Le Mouvement de Réveil de la Jeunesse Congolaise (MRJCO) monte au créneau face à ce qu’il qualifie d’« instrumentalisation du peuple congolais » par une partie de l’opposition politique. Dans un communiqué publié le 7 juin 2026 à Kinshasa, le mouvement dirigé par Me John Mbaya Ntita condamne fermement les initiatives visant à mobiliser la population contre un prétendu « changement constitutionnel » et appelle à la responsabilité collective face aux enjeux sécuritaires du pays.
Le MRJCO cible particulièrement l’annonce du dépôt d’une plainte pour « coup d’État contre la Constitution » contre le président de la République et l’organisation d’un sit-in devant le Palais du Peuple.
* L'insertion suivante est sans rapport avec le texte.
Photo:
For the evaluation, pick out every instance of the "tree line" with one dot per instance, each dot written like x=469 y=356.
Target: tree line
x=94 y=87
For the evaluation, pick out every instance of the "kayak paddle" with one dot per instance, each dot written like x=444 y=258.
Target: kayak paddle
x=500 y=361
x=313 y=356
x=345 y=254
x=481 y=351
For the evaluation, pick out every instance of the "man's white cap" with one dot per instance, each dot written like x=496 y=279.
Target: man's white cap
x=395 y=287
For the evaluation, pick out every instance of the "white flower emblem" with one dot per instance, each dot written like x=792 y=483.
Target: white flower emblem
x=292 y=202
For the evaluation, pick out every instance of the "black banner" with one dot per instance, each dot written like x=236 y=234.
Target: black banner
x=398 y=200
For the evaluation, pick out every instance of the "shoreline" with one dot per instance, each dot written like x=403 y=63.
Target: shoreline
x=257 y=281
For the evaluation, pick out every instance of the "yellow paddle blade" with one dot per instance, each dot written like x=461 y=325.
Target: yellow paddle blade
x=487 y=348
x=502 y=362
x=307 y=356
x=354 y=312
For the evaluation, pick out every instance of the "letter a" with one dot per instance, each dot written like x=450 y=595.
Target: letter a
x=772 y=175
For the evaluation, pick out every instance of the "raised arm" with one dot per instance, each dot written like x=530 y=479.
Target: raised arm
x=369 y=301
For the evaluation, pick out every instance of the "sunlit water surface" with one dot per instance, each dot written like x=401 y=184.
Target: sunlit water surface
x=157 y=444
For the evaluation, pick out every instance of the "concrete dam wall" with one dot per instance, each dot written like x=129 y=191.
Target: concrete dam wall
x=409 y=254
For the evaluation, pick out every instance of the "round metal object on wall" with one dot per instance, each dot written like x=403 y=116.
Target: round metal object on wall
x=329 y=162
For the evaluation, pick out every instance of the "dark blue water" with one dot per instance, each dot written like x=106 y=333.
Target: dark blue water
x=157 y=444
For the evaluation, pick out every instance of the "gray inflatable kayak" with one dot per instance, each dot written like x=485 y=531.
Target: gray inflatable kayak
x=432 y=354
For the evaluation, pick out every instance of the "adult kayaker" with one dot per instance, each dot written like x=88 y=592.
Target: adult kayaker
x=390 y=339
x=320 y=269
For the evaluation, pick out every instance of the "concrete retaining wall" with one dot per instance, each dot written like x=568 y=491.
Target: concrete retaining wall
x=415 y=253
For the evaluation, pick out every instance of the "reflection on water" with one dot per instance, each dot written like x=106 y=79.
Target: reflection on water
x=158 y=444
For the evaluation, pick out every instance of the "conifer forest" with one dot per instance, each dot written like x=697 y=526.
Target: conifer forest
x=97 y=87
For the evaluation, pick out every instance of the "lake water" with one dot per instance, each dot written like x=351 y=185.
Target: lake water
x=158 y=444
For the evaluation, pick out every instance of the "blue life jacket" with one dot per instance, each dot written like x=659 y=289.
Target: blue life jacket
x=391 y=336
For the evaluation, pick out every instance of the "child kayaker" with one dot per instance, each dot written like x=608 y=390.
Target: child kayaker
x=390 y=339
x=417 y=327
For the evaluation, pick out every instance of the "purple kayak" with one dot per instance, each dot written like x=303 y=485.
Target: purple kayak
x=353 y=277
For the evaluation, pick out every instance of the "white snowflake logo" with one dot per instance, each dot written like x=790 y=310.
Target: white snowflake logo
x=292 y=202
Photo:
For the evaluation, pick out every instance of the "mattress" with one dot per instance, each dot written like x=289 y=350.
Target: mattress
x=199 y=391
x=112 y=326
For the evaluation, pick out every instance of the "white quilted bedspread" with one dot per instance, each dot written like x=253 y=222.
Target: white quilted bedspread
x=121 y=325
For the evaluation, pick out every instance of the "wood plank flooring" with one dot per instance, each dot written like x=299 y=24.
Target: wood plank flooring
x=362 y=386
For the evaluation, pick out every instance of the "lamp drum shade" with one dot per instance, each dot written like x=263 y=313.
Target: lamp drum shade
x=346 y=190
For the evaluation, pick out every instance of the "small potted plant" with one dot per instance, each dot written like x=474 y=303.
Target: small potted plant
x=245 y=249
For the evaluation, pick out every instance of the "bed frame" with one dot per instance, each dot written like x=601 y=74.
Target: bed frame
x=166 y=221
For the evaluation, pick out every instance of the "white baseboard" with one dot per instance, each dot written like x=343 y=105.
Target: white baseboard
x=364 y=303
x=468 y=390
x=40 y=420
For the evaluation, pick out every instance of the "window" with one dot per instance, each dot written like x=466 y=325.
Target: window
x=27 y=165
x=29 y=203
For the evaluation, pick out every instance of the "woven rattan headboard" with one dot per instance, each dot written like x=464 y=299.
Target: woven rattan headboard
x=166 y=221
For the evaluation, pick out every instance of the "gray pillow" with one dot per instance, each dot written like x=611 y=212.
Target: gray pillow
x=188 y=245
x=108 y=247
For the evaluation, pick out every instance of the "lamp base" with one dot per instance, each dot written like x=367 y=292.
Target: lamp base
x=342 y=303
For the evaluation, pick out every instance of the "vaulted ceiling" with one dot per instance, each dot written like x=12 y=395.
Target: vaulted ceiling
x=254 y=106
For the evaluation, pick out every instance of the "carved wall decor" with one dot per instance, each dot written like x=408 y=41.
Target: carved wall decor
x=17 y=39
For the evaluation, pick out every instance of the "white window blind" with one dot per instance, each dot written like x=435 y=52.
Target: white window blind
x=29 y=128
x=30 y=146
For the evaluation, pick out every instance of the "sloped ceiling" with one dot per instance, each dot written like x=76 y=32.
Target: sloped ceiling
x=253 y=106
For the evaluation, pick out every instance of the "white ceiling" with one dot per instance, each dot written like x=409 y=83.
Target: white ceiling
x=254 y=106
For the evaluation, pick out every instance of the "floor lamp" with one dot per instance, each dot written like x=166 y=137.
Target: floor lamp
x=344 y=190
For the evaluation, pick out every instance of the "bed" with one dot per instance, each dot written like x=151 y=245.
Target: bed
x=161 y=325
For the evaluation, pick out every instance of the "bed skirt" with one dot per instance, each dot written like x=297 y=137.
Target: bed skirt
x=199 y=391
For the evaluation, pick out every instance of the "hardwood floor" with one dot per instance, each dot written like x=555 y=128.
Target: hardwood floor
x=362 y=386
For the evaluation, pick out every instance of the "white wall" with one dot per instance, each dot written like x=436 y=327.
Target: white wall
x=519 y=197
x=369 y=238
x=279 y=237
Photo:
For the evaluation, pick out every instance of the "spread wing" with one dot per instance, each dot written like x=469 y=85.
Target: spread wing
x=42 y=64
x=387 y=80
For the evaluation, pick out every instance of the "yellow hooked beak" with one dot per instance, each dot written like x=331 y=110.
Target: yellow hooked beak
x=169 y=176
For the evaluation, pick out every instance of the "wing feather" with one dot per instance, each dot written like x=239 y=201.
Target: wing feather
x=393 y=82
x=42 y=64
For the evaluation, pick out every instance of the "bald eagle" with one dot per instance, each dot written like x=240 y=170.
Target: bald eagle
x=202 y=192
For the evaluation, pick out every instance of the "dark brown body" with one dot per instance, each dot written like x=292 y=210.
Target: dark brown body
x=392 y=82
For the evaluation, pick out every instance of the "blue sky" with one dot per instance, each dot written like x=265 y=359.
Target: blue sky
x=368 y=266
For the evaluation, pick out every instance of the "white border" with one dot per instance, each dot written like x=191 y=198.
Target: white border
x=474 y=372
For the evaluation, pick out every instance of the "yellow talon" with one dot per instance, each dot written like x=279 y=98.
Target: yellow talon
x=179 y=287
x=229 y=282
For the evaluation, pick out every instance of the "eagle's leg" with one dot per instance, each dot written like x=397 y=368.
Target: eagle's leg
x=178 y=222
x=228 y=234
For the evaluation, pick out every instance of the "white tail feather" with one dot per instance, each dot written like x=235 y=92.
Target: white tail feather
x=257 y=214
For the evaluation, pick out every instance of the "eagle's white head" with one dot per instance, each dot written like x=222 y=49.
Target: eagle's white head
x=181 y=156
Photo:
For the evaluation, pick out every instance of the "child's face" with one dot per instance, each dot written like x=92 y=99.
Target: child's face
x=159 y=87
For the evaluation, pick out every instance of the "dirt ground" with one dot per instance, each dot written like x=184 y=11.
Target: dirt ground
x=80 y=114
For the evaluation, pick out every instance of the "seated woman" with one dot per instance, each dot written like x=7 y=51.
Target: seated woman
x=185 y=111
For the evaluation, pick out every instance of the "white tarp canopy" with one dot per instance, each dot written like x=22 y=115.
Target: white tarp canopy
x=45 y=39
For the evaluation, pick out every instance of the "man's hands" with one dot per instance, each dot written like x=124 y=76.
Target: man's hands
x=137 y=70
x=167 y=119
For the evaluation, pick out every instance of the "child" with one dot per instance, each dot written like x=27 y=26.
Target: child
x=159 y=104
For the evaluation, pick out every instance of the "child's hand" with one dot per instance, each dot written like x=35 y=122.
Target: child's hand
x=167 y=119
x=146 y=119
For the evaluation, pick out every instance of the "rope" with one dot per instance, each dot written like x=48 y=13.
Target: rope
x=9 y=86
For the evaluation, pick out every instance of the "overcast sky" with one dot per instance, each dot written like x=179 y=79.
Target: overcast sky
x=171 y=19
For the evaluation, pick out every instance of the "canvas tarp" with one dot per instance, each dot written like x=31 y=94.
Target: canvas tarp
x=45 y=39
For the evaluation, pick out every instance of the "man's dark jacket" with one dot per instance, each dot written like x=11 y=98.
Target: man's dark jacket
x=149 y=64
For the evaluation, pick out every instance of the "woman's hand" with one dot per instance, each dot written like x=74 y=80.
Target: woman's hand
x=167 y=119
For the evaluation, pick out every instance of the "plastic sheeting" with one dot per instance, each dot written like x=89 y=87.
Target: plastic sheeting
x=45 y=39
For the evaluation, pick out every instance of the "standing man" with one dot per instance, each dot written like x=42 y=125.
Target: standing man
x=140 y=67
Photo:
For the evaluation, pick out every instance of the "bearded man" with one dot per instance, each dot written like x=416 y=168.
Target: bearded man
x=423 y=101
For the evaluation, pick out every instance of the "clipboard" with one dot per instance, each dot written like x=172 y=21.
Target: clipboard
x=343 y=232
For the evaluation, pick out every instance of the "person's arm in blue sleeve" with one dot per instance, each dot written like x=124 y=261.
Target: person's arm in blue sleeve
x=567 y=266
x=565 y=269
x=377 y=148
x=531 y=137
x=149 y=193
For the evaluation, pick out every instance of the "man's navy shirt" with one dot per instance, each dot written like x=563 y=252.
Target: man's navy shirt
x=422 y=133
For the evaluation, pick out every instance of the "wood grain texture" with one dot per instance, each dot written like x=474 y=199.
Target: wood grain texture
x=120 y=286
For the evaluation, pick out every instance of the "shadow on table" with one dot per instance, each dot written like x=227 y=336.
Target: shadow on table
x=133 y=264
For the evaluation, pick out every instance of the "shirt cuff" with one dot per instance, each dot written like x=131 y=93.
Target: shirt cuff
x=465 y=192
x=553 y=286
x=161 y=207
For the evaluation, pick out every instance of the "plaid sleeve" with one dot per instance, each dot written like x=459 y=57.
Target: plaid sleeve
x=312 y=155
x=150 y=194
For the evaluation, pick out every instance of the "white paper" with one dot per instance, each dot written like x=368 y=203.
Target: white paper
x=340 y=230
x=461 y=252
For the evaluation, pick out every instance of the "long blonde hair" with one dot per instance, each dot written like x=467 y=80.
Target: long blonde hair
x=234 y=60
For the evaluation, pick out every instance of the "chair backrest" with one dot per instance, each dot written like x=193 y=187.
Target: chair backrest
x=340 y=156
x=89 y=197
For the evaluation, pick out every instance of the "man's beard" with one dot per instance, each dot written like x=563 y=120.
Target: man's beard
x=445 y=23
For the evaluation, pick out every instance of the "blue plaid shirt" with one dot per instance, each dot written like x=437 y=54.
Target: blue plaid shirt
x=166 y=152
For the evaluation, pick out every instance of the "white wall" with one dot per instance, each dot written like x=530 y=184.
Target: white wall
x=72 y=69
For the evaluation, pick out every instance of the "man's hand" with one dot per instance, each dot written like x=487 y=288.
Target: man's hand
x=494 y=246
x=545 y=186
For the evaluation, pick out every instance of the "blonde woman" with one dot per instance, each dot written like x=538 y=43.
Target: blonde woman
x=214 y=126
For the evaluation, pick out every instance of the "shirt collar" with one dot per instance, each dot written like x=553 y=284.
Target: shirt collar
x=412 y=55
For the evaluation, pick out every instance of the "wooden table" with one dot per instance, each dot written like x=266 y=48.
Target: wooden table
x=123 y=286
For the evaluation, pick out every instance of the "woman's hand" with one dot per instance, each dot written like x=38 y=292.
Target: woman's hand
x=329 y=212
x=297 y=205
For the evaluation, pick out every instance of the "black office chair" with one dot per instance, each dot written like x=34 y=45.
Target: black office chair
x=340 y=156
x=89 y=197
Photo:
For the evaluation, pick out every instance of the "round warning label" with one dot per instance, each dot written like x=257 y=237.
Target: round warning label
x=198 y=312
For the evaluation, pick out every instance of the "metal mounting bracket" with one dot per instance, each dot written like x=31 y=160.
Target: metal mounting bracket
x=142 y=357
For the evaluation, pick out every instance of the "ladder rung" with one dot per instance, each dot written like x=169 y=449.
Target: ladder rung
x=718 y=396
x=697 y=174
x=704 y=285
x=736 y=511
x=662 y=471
Pour le mouvement, ces actions relèvent d’une « manipulation grossière de l’opinion publique » à des fins politiciennes. Il rappelle que la révision de la Constitution n’est ni interdite ni taboue dans un État de droit.
S’appuyant sur les articles 218 et suivants de la Constitution du 18 février 2006, le MRJCO souligne que l’initiative de la révision appartient concurremment au président de la République, au gouvernement, aux deux chambres du Parlement et au peuple par voie de pétition. « Prétendre qu’un chef d’État commet un coup d’État en exerçant une prérogative constitutionnelle expresse est une contre-vérité juridique et un outrage à la Loi fondamentale », indique le communiqué. Le mouvement exhorte la jeunesse et l’ensemble des Congolais à ne pas se laisser entraîner dans des mobilisations dont l’objectif serait, selon lui, de créer le chaos et de bloquer le fonctionnement des institutions.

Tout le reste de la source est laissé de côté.